Bueno, gente, debo decir que este es mi primer mensaje en el foro, y mi deseado proyecto es montar un amplificador con un circuito integrado *STK4026*

Por lo que he llegado a leer de este IC, es un amplificador con una potencia de *25W*, pero desconozco como debe ser montado el circuito electronico que lo haga funcionar... 

En otras palabras, *estoy buscando algun diagrama* que me indique cual es el circuito a armar, obviamente, trabajando con este integrado...

Por cierto, me olvide de mencionar algo: El motivo de mis ansias por hacer un amplificador con este IC, es por lo que yo tengo un bajo electrico, y tambien quisiera saber si una vez armado el amplificador, podria usar mi instrumento con el amplificador...

Si alguien supiera ayudarme/asistirme, les estaria muy amablemente agradecido!


----------



## neutron (Jul 11, 2009)

busca la hoja de datos de ese integrado y mira el circuito que te da el fabricante.. seguramente te da varios circuitos.. desconozco el circuito interno de ese integrado.. si es estereo y solo lo vas a usasr para el bajo te conviene poner en puente las salidas para tener mucha mas potencia.. pero mira la hoja de datos.. 

pone en google esto sin comillas "STK4026 datasheet"..

espero haberte ayudado


----------



## neutron (Jul 11, 2009)

bueno veo que no es estereo.. y ahi te dice como armar tambien la fuente.. te dejo el datasheet para que lo mires vos mismo..

suerte


----------



## tole_tole (Jul 11, 2009)

Mil gracias, neutron, ahora instalo el Adobe, y le echo una mirada!


----------



## tole_tole (Jul 12, 2009)

Bien, este es el diagrama modelo que consegui del datasheet, pero este no incluye ningun tipo de control de volumen.

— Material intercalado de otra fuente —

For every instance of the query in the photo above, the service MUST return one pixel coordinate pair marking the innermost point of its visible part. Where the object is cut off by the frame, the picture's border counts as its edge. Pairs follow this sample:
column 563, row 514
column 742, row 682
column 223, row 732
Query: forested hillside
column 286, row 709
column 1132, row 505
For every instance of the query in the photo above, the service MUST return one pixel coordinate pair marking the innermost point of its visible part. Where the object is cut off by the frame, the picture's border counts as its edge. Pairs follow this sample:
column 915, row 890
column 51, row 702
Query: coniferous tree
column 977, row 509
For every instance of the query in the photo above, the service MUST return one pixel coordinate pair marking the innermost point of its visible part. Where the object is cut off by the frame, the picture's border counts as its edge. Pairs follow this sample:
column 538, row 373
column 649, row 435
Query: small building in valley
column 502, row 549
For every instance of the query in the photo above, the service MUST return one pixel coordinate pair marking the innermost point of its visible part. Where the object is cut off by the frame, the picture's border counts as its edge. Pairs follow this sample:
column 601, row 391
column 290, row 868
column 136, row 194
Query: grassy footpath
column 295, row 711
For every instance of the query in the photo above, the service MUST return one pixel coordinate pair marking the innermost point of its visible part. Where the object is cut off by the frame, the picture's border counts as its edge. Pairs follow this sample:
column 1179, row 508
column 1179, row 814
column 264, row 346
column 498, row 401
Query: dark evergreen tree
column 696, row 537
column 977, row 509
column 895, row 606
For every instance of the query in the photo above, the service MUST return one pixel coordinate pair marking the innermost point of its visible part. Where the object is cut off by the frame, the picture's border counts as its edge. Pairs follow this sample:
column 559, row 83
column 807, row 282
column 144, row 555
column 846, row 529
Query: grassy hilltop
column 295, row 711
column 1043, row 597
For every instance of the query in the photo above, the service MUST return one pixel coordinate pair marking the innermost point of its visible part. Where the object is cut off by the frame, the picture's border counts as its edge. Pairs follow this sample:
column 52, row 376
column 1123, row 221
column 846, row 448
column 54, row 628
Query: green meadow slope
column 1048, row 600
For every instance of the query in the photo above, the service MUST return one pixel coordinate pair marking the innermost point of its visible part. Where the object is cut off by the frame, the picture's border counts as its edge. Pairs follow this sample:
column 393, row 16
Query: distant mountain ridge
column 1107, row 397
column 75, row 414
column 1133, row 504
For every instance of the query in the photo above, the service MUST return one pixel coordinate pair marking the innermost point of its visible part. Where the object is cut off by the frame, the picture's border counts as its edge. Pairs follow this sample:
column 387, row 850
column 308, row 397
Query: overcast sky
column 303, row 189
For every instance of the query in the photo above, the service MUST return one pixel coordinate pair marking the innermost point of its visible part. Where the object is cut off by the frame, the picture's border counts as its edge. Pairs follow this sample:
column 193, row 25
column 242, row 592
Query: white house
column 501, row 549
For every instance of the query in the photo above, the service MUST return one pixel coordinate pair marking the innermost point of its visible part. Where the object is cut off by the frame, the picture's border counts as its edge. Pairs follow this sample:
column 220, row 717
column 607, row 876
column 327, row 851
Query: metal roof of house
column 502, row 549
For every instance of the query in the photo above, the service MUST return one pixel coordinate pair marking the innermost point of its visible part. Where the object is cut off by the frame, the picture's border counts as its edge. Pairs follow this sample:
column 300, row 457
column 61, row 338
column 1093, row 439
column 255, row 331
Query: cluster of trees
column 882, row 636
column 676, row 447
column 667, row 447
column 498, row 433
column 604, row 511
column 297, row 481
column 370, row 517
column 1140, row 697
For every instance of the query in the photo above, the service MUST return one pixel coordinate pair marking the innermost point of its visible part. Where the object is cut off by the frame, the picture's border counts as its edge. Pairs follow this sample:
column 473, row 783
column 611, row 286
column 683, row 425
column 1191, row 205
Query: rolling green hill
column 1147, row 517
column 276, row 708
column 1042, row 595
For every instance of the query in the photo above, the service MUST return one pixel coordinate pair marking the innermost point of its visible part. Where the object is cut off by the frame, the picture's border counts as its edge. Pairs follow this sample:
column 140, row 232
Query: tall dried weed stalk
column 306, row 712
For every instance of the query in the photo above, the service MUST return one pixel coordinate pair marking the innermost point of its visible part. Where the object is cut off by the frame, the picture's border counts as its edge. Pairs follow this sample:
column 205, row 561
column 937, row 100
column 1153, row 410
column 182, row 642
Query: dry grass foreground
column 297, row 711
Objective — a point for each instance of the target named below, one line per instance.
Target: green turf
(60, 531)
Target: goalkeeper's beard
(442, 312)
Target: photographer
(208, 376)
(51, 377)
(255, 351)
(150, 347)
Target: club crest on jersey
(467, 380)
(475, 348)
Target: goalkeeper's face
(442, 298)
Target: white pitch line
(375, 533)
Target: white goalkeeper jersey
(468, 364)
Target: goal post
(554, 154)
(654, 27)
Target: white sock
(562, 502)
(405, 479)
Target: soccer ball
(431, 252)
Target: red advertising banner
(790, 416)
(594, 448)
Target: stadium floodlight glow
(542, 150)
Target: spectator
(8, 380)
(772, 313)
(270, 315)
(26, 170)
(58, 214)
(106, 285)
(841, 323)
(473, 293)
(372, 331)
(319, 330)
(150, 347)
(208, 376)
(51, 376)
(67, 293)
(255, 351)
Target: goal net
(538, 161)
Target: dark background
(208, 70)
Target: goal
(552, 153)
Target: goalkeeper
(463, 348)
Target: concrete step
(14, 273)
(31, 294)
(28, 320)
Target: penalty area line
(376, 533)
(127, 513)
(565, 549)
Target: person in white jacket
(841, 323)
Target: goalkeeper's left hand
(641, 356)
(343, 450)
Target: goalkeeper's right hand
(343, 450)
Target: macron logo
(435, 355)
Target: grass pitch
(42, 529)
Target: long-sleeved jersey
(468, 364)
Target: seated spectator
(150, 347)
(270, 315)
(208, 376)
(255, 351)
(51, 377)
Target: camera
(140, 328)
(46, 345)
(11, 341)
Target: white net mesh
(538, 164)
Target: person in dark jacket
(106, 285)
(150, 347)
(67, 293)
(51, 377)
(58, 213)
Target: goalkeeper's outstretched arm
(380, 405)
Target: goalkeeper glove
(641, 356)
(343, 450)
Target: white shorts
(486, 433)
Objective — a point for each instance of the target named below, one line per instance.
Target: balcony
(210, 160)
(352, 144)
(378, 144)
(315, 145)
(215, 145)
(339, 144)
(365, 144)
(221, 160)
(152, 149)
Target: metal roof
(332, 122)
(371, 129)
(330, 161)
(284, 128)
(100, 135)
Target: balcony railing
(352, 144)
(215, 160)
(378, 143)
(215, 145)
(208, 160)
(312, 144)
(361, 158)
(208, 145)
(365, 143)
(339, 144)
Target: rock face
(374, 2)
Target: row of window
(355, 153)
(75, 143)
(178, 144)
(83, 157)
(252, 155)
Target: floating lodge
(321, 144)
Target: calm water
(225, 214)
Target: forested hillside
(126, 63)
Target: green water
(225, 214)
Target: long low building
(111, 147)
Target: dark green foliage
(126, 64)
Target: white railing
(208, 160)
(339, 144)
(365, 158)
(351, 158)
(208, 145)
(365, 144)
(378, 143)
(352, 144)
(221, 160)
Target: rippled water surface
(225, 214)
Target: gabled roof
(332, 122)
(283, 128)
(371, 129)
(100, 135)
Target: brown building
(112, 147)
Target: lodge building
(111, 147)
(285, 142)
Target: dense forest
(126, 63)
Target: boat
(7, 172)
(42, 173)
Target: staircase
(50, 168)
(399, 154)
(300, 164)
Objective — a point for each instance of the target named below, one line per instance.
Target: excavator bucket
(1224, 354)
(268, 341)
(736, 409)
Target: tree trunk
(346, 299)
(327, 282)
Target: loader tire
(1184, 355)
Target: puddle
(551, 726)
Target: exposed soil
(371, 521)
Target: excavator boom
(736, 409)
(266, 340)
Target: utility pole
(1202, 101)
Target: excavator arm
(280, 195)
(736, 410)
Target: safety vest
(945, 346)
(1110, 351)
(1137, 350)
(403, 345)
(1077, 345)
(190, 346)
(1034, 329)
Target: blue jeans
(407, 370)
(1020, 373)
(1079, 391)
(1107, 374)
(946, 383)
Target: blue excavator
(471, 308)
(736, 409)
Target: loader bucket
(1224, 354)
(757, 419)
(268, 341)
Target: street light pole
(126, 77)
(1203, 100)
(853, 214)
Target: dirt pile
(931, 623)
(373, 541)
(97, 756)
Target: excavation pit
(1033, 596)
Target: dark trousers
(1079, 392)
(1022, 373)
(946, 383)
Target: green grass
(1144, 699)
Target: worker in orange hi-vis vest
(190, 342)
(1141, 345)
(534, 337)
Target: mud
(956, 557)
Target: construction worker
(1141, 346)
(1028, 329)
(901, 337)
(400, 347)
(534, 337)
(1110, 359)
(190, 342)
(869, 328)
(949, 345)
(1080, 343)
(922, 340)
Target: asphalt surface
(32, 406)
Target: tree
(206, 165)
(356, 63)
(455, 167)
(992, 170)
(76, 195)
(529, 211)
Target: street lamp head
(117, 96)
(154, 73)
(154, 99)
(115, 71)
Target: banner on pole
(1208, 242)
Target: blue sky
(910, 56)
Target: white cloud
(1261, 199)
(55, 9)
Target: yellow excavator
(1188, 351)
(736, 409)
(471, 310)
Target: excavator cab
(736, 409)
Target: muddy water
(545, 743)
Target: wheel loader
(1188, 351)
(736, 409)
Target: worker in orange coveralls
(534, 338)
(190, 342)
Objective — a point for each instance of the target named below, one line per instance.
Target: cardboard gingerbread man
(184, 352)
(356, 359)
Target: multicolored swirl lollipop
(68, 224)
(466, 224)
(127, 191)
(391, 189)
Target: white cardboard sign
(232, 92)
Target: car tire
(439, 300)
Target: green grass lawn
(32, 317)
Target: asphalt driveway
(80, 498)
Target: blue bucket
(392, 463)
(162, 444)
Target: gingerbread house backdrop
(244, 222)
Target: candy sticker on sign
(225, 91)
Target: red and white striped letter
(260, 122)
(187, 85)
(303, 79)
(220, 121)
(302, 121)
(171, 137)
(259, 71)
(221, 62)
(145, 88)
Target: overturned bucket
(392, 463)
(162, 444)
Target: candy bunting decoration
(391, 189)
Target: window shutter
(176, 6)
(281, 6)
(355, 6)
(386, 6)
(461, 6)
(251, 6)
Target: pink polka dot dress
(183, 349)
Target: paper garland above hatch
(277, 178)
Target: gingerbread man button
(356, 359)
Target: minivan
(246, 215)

Si le inyecto una etapa de preamplificación, podre controlar el volumen con estos mismos potenciometros (Del pre)?








[/img]


----------



## MasterofPupets (Jul 12, 2009)

Hola.
Bienvenido a la comunidad!
te recomiendo que utilices el buscador del foro, vas a encontrar muchísimos circuitos de preamplificador específicamente para bajo


----------



## maxtttt (Jul 12, 2009)

buenas, si antes del amplificador le conectas un preamplificador, con este podras ademas de controlar el volumen, podras modificar los graves, agudos y medios a tu gusto con unos potenciometros; pero si solo deseas controlar el volumen que ingresa al amplificador con un potenciometro de 25 kohm logaritmico lo podras hacer, lo colocas en la entrada de señal y listo.


----------